Randall Terry's often-eloquent and impassioned demand to save the babies, stop the bloodbath and end the holocaust, proved effective. Thousands of previously apolitical churchgoers decided it was time to defend themselves, their families and their churches from encroaching infidels. "Satan receives the blood of these little ones as human sacrifice, and he is not going to give up his stronghold and demonic altar without a fight," Terry told adherents. The flipside of this is redemptive. The United States can regain its moral stature, he exhorted, if people turn back to God and reject abortion, homosexuality and pre-and-extra-marital liaisons.

By stressing America's moral crisis, Terry gave Operation Rescue members a common purpose. For a time, this glued them together and offered their lives meaning. In addition, they were collectively repentant, serving as exemplars of sacrifice for the rest of the country.

And then the violence began. Once Michael Griffin, Paul Hill and Shelley Shannon came on the scene in 1993 and 1994 -- killing two doctors and a clinic escort and wounding Dr. George Tiller -- the rhetoric of the "holy war" began to sour.
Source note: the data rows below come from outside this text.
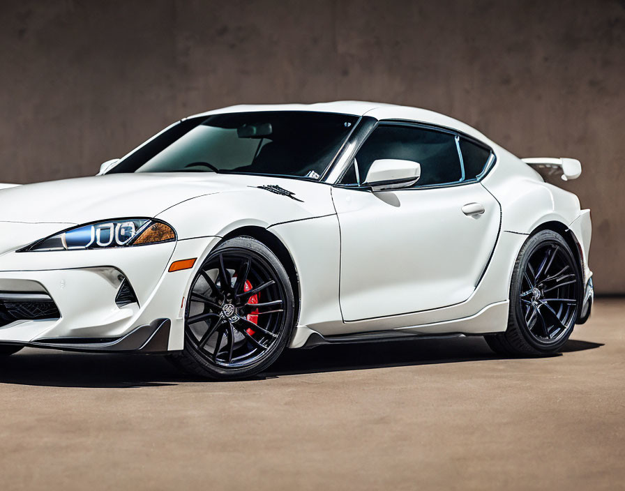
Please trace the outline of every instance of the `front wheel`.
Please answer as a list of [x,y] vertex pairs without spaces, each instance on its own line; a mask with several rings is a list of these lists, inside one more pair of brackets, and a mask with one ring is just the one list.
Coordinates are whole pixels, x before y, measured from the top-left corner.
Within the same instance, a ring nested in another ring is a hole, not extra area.
[[580,305],[581,272],[562,236],[543,230],[521,248],[510,286],[505,333],[485,336],[500,354],[545,356],[566,342]]
[[216,379],[244,378],[280,356],[293,327],[294,299],[276,255],[250,237],[218,246],[200,266],[188,293],[179,367]]

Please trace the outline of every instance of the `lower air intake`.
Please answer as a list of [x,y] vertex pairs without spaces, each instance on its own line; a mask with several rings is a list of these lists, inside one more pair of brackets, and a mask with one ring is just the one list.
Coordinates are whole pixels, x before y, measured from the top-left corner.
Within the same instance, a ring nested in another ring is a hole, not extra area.
[[61,313],[47,294],[0,292],[0,325],[17,320],[55,319]]
[[117,296],[115,297],[115,303],[119,308],[124,307],[130,303],[137,303],[137,296],[135,294],[133,287],[130,286],[130,282],[128,278],[123,278],[121,281],[121,285],[117,291]]

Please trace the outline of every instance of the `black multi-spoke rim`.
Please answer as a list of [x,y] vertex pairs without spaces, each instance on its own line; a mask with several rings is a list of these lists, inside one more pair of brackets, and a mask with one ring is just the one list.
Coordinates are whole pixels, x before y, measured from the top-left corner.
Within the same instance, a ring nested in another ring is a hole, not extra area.
[[191,286],[187,340],[216,365],[252,365],[277,342],[284,324],[285,299],[276,274],[262,257],[239,249],[214,255]]
[[532,253],[521,280],[521,312],[531,335],[552,344],[573,327],[579,281],[571,255],[561,244],[545,242]]

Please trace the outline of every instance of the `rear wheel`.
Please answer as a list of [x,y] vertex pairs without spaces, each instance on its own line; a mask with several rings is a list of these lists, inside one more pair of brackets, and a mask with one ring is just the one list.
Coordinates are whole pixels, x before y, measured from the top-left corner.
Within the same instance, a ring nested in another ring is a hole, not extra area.
[[187,297],[183,350],[177,366],[204,377],[250,377],[280,356],[290,336],[294,300],[276,255],[250,237],[219,245]]
[[13,346],[12,345],[3,345],[0,346],[0,356],[9,356],[19,352],[23,346]]
[[530,237],[515,264],[505,333],[485,336],[497,353],[545,356],[566,342],[580,304],[580,268],[562,236],[543,230]]

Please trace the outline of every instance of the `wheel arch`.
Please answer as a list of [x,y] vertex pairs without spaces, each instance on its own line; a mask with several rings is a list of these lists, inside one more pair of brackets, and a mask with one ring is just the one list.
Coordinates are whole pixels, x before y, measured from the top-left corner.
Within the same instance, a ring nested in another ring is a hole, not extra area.
[[584,271],[584,264],[582,260],[581,244],[577,237],[575,237],[575,234],[567,225],[562,222],[556,220],[545,222],[536,227],[529,234],[529,236],[531,237],[533,235],[536,235],[541,230],[551,230],[552,232],[557,232],[562,236],[562,238],[566,242],[568,247],[571,248],[571,250],[573,251],[573,255],[575,257],[575,260],[577,262],[578,266],[580,267],[580,271]]
[[299,275],[297,273],[295,262],[293,261],[288,248],[274,234],[272,234],[266,228],[256,225],[246,225],[231,230],[223,236],[217,245],[229,239],[241,236],[251,237],[268,247],[276,255],[283,266],[285,266],[285,269],[287,271],[287,274],[289,276],[289,281],[291,283],[291,288],[293,289],[293,296],[295,299],[294,325],[296,326],[299,319],[301,302]]
[[534,230],[532,231],[532,233],[529,236],[531,237],[542,230],[550,230],[562,236],[562,239],[564,239],[564,241],[567,243],[568,247],[571,248],[571,250],[573,252],[573,255],[575,261],[578,265],[578,267],[580,269],[580,285],[578,291],[580,292],[579,301],[580,307],[578,312],[578,318],[575,319],[575,324],[578,324],[579,316],[580,312],[582,312],[583,307],[585,287],[583,278],[584,261],[582,259],[583,255],[582,252],[582,245],[578,238],[575,236],[575,233],[573,232],[573,230],[571,230],[570,228],[568,228],[568,227],[567,227],[562,222],[557,222],[555,220],[551,220],[545,222],[544,223],[541,223],[540,225],[537,226],[536,228],[534,228]]

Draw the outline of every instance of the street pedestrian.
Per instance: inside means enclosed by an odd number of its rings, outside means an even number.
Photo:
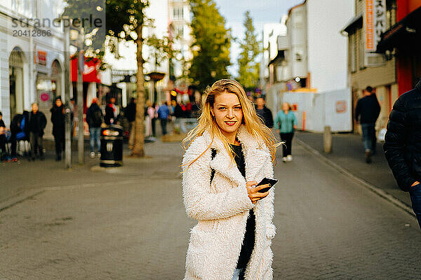
[[[127,105],[124,111],[124,116],[130,124],[128,148],[133,150],[135,144],[135,120],[136,119],[136,99],[135,97],[130,99],[130,103]]]
[[[117,106],[115,105],[115,97],[111,97],[105,106],[105,117],[104,121],[106,125],[116,124],[118,115]]]
[[[20,141],[29,141],[29,112],[24,111],[21,114],[16,114],[11,122],[11,161],[15,162],[18,161],[18,155],[16,153],[16,146]],[[27,154],[24,151],[24,155]]]
[[[274,190],[253,186],[273,177],[279,144],[238,82],[218,80],[206,94],[199,125],[183,141],[184,203],[199,221],[185,280],[272,279]]]
[[[370,163],[371,155],[375,153],[375,122],[380,113],[380,104],[373,88],[368,86],[363,92],[364,97],[358,100],[355,107],[355,120],[361,125],[366,162]]]
[[[159,120],[161,121],[161,128],[162,129],[163,135],[167,134],[166,124],[169,116],[170,110],[168,109],[168,106],[166,102],[162,102],[162,105],[158,109],[158,118],[159,118]]]
[[[293,148],[293,138],[294,130],[297,129],[297,118],[295,114],[291,111],[289,103],[283,102],[282,110],[276,114],[275,118],[275,127],[276,133],[279,134],[283,144],[282,145],[282,161],[283,162],[293,160],[291,155]]]
[[[8,130],[6,128],[6,125],[3,120],[3,113],[0,112],[0,160],[1,161],[9,161],[11,159],[9,158],[7,150],[6,150],[6,143],[7,142],[6,133]]]
[[[29,143],[31,144],[31,151],[29,152],[29,160],[35,160],[35,156],[41,160],[44,160],[44,148],[42,145],[42,137],[44,130],[47,125],[47,119],[44,113],[38,110],[38,104],[32,103],[32,111],[29,114]]]
[[[89,126],[89,144],[91,145],[91,158],[95,158],[95,144],[97,146],[97,156],[101,157],[101,125],[104,115],[98,105],[98,99],[93,98],[92,104],[86,111],[86,122]]]
[[[263,97],[260,96],[256,98],[256,113],[263,120],[265,125],[269,128],[274,127],[274,117],[272,111],[266,106],[266,102]]]
[[[175,120],[174,121],[174,127],[175,128],[175,131],[182,132],[182,133],[186,133],[186,130],[184,125],[181,125],[181,118],[184,118],[185,112],[182,111],[182,108],[179,103],[175,104],[175,107],[174,108],[174,117],[175,118]]]
[[[150,100],[146,102],[146,116],[145,118],[146,122],[146,130],[145,134],[147,138],[150,138],[154,136],[152,133],[152,120],[155,116],[155,109],[152,106],[152,102],[151,102]]]
[[[159,109],[159,106],[156,104],[156,102],[154,102],[152,104],[152,108],[154,116],[151,120],[152,126],[152,135],[154,137],[156,136],[156,120],[158,120],[158,110]]]
[[[398,186],[409,192],[421,227],[421,80],[401,95],[389,116],[383,148]]]
[[[62,152],[65,150],[65,106],[61,101],[61,97],[55,97],[55,101],[51,112],[51,122],[53,122],[53,135],[55,142],[55,160],[61,160]]]

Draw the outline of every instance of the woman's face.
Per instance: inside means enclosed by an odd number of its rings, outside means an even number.
[[[236,134],[243,120],[243,109],[236,94],[224,92],[217,95],[210,111],[222,134],[227,137]]]

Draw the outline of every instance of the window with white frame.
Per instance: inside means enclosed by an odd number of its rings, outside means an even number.
[[[360,69],[366,68],[366,47],[364,40],[364,32],[363,29],[357,29],[356,35],[358,37],[358,65]]]
[[[349,48],[349,70],[351,73],[356,71],[356,34],[349,34],[348,46]]]
[[[173,9],[173,18],[174,20],[183,18],[183,7],[175,7]]]

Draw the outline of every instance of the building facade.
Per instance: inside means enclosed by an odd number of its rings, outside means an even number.
[[[63,32],[54,21],[62,10],[61,1],[0,2],[0,111],[7,126],[33,102],[48,117],[54,98],[64,95]]]
[[[421,1],[396,0],[395,8],[396,23],[382,34],[377,50],[385,54],[387,59],[396,61],[401,95],[412,90],[421,78]]]
[[[381,106],[376,124],[377,131],[386,127],[392,106],[399,97],[396,57],[376,52],[379,39],[371,36],[373,27],[370,20],[379,3],[378,14],[384,15],[379,19],[382,25],[378,26],[382,28],[378,31],[375,29],[375,32],[380,34],[394,26],[396,22],[396,0],[355,0],[354,18],[342,31],[348,37],[348,82],[352,88],[353,108],[363,96],[363,90],[367,86],[373,88]],[[354,130],[359,131],[355,120],[353,122]]]
[[[347,0],[306,0],[288,11],[286,34],[269,62],[268,99],[276,111],[291,104],[300,129],[351,130],[347,41],[339,30],[353,14]]]

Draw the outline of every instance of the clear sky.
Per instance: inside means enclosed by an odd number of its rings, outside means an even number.
[[[246,10],[250,10],[253,24],[259,38],[263,32],[265,23],[279,22],[283,15],[290,8],[301,4],[304,0],[215,0],[220,13],[227,21],[226,27],[231,28],[234,37],[242,39],[244,34],[243,22]],[[229,71],[234,76],[238,71],[236,59],[240,52],[239,44],[232,42],[231,62]]]

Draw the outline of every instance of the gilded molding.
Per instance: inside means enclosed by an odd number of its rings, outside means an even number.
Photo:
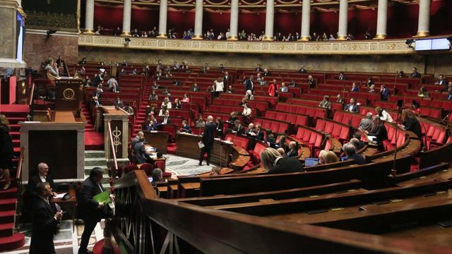
[[[192,51],[201,52],[256,53],[279,54],[415,54],[407,47],[406,39],[325,41],[274,42],[234,40],[186,40],[132,37],[127,48],[148,50]],[[124,48],[120,37],[81,34],[81,47]]]

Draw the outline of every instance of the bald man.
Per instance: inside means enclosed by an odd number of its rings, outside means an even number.
[[[202,142],[204,144],[204,147],[201,149],[199,153],[199,166],[203,165],[203,160],[204,159],[204,154],[207,152],[207,165],[208,166],[210,162],[210,153],[212,152],[212,146],[213,145],[213,138],[215,138],[215,132],[217,129],[217,125],[213,122],[213,117],[208,116],[207,117],[207,123],[204,127],[204,131],[203,133]]]
[[[38,193],[36,192],[36,186],[39,183],[49,183],[52,190],[56,190],[56,186],[52,177],[49,175],[49,166],[44,162],[37,164],[37,175],[33,176],[27,184],[28,198],[30,198],[30,201],[37,197]],[[56,195],[54,192],[52,194],[54,196]]]

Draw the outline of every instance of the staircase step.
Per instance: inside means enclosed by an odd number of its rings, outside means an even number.
[[[16,187],[11,187],[6,190],[0,190],[0,200],[17,198],[17,191],[18,189]]]
[[[0,224],[0,237],[7,237],[13,235],[14,223]]]
[[[0,224],[14,223],[15,210],[0,211]]]
[[[0,199],[0,210],[6,211],[10,210],[16,210],[16,203],[17,198]]]
[[[17,233],[11,236],[0,237],[0,251],[11,250],[23,246],[25,244],[25,236],[23,234]]]
[[[105,158],[105,151],[85,151],[85,158]]]

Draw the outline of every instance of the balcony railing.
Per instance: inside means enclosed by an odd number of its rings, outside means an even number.
[[[267,42],[170,40],[80,34],[79,46],[136,49],[276,54],[414,54],[405,39],[356,41]]]

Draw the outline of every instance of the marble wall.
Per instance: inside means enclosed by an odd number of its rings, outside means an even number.
[[[27,32],[24,46],[24,60],[28,67],[40,70],[46,59],[61,55],[68,64],[78,60],[78,37],[75,35],[52,35],[48,39],[45,31]]]
[[[416,66],[421,73],[452,74],[452,54],[441,55],[344,55],[301,56],[273,54],[240,54],[163,52],[129,49],[108,49],[80,47],[78,58],[88,61],[129,63],[157,63],[162,59],[165,64],[174,61],[188,65],[201,66],[208,62],[210,66],[223,64],[227,68],[251,68],[260,63],[270,69],[297,70],[304,64],[307,70],[330,71],[361,71],[394,73],[410,72]]]

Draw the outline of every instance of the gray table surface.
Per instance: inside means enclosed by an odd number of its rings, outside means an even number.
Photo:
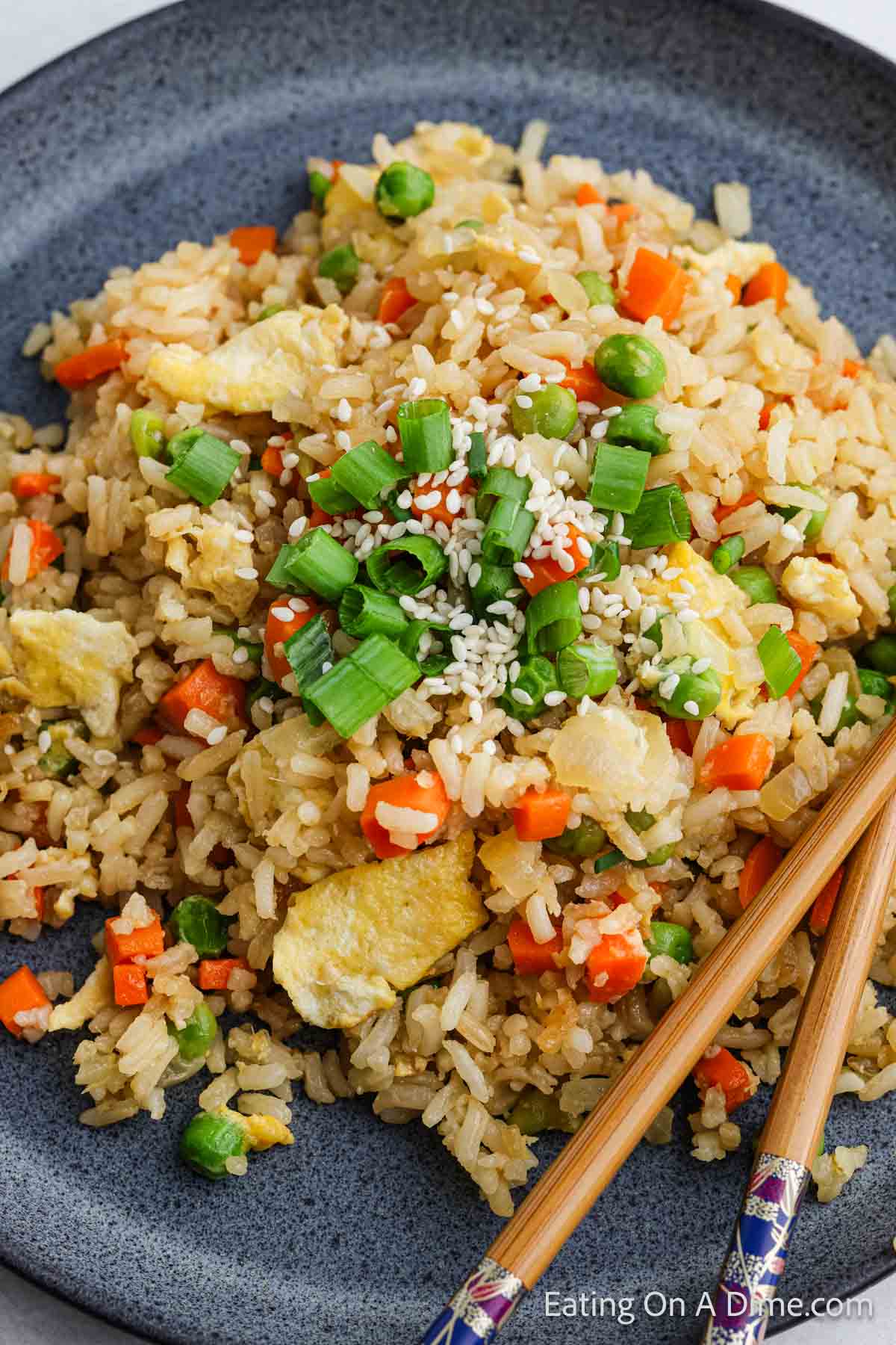
[[[81,42],[161,9],[165,0],[0,0],[0,89]],[[893,0],[780,0],[785,8],[840,28],[896,59]],[[1,1251],[1,1250],[0,1250]],[[896,1338],[896,1276],[864,1295],[861,1318],[818,1318],[786,1336],[787,1345],[892,1345]],[[0,1267],[0,1345],[137,1345],[129,1332],[62,1303]],[[250,1345],[250,1342],[247,1342]],[[254,1342],[253,1342],[254,1345]]]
Both the public and the media, once eager to hear what Terry had to say, began to characterize Operation Rescue as insensitive, intolerant and fanatical. Suddenly, Operation Rescue was not a legitimate protest group, but a horde of crazies.

This shift caused the group's rhetoric to become even more inflamed. "You're going to have to sacrifice everything," Rev. Pat Mahoney told protesters in Wichita. "There's [sic] going to be people wounded...It's about whose will shall rule on this planet, God's or man's." Joseph Scheidler of the Pro-Life Action League, an ardent Operation Rescue supporter, called the abortion controversy "a battle between good and evil." Leaders dubbed pro-choice activists witches and feminazis. "They hate God," Scheidler announced.

This over-the-top language, Steiner says, contributed to Operation Rescue's downfall. But it was not the sole cause. Increasing violence, as well as the passage of the Freedom of Access to Clinic Entrances Act [FACE] in 1994, played a role in its demise. The Act made it a criminal offense to block clinic doors. The punishment, a year in jail and fines of up to $10,000, stymied all but the most devoted. Fines forced Operation Rescue into bankruptcy, although the movement eventually regrouped under the name Operation Save America (see Goldberg, this issue). Unfortunately, Steiner steers clear of the muck surrounding Randall Terry's high-profile divorce, rumors of extramarital dalliances, and rejection of his homosexual son, sidestepping both Terry's hypocrisy and its deleterious impact on the organization's faithful.

Despite this, and despite a few gratuitous snarks about prochoice rhetoric, Steiner's recommendations are nothing short of remarkable.

First, he calls on evangelicals to "acknowledge the diverse ideas, values, experiences and moral commitments held by those whom they seek to influence." He further asks that they consider "the sacred" in different communities. Secondly, he urges evangelicals to "cultivate the life of the mind and critical thinking as values." He further stresses the need to avoid rigid or dogmatic thinking and to consider alternative perspectives. Third, he writes, "evangelicals need to cultivate a greater appreciation for humility as an overarching attitude." Laughter, at oneself and at others, is a central tenet of humility and Steiner stresses it as an antidote to ideological ossification. Fourth, he continues, "evangelicals need to be more fully cognizant of the fundamental power of rhetoric in its generative, perspective shaping capacities." Lastly, he calls on evangelicals to cultivate nuanced perspectives on faith, practice and civic involvement.

In the end, Steiner hopes to enhance democracy by maximizing tolerance for, and recognition of, the ethical differences inherent in a pluralistic society. One can only wonder what Pat Robertson, Randall Terry and other conservative evangelicals think of his arguments.

Eleanor J. Bader is a teacher, writer, and activist, and coauthor of Targets of Hatred: Anti-Abortion Terrorism.